The Intersection of Language X with Tool Y

The Intersection of Language X with Tool Y

If

  • you like language X and are learning tool Y,

  • or you're learning language X, and you like tool Y

I recommend examining a successful repo that uses both. Then at least something will be familiar. Unfortunately, Github's advanced search doesn't make this an easy thing to search for.

So I'm going to hack together something awful and publish it. Then, surely, a solution will come along that makes my approach seem embarrassingly bad.

What follows is an embarrassingly bad way to search GitHub.

If at first you don't succeed...

I like nix and I'm dabbling in go, so today I want go projects with a flake.nix file in them.

GitHub claims to support searches like this. It said I should use this syntax: path:/flake.nix language:Go

Then it said,

Your search did not match any code

a dubious claim.

...hack together something awful

First, we need a large list of projects in our desired language. So I found a list of go projects and cloned it. (I did this previously with nim, and in that case, I used the repo for its package manager).

Then I found the GitHub URLs

❯ egrep -o -R 'github.com/[a-zA-Z0-9_\-]*/[a-zA-A0-9_\-]*' | grep -v awesome | sed 's/^.*://' | sort | uniq

Here they are:

github.com/0xcafed00d/joystick
github.com/0xERR0R/blocky
github.com/1set/cronrange
github.com/1set/gut
...

Except there are 2383 of them. Here's the ugly part, I'm going to send out two HTTP requests for each of these, one for main and one for master:

  • https://raw.githubusercontent.com/{owner}/{repo}/master/flake.nix

  • https://raw.githubusercontent.com/{owner}/{repo}/main/flake.nix

That's 4733 requests.

Most will fail, but some will succeed.
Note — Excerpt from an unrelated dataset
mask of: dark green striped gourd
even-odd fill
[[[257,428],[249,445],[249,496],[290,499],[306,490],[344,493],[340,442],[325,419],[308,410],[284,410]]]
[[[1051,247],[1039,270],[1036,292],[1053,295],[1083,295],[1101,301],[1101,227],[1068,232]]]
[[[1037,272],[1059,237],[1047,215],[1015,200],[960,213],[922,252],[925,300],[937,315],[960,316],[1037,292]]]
The successes will indicate which repos contain a flake.nix file at their root--which is a good indicator that they're using nix in the way that I want.

To do this, I added a while loop which checks each of these for a flake.nix

❯ egrep -o -R 'github.com/[a-zA-Z0-9_\-]*/[a-zA-A0-9_\-]*' | grep -v awesome | sed 's/^.*://' | sort | uniq | while read pkg
do
    rawpkg=$(echo $pkg | sed 's#github.com#https://raw.githubusercontent.com#')
    echo $pkg
    echo -n '    '
    for branch in master main
    do
        curl -si $rawpkg/$branch/flake.nix  | head -1 | grep 200
    done
    echo
done

Which, after 45 minutes, produces output like this:

github.com/0xcafed00d/joystick
github.com/0xERR0R/blocky
...
github.com/JoelOtter/termloop
github.com/joerdav/xc
    HTTP/2 200
github.com/JohannesKaufmann/html-to-markdown
...
github.com/sadlil/go-trigger
github.com/sagikazarmark/modern-go-application
    HTTP/2 200
github.com/SaidinWoT/timespan
...

Of the go projects listed, I found two with flake.nix. That's two more than Github's search found.

(Conveniently, one of them had this file, which happens to solve the problem that sent me searching in the first place.)

It could be better

This sucks. It creates a lot of web traffic for a single search. It takes forever. It might even be against GitHub's rules. You probably shouldn't do it.

But it works. And so far I've found it helpful.

It could be made less bad on my end, but the "right" way to solve this problem is for GitHub to fix its search tool. 🤞 they do. Until then, I'm sharing my awful workaround. Enjoy!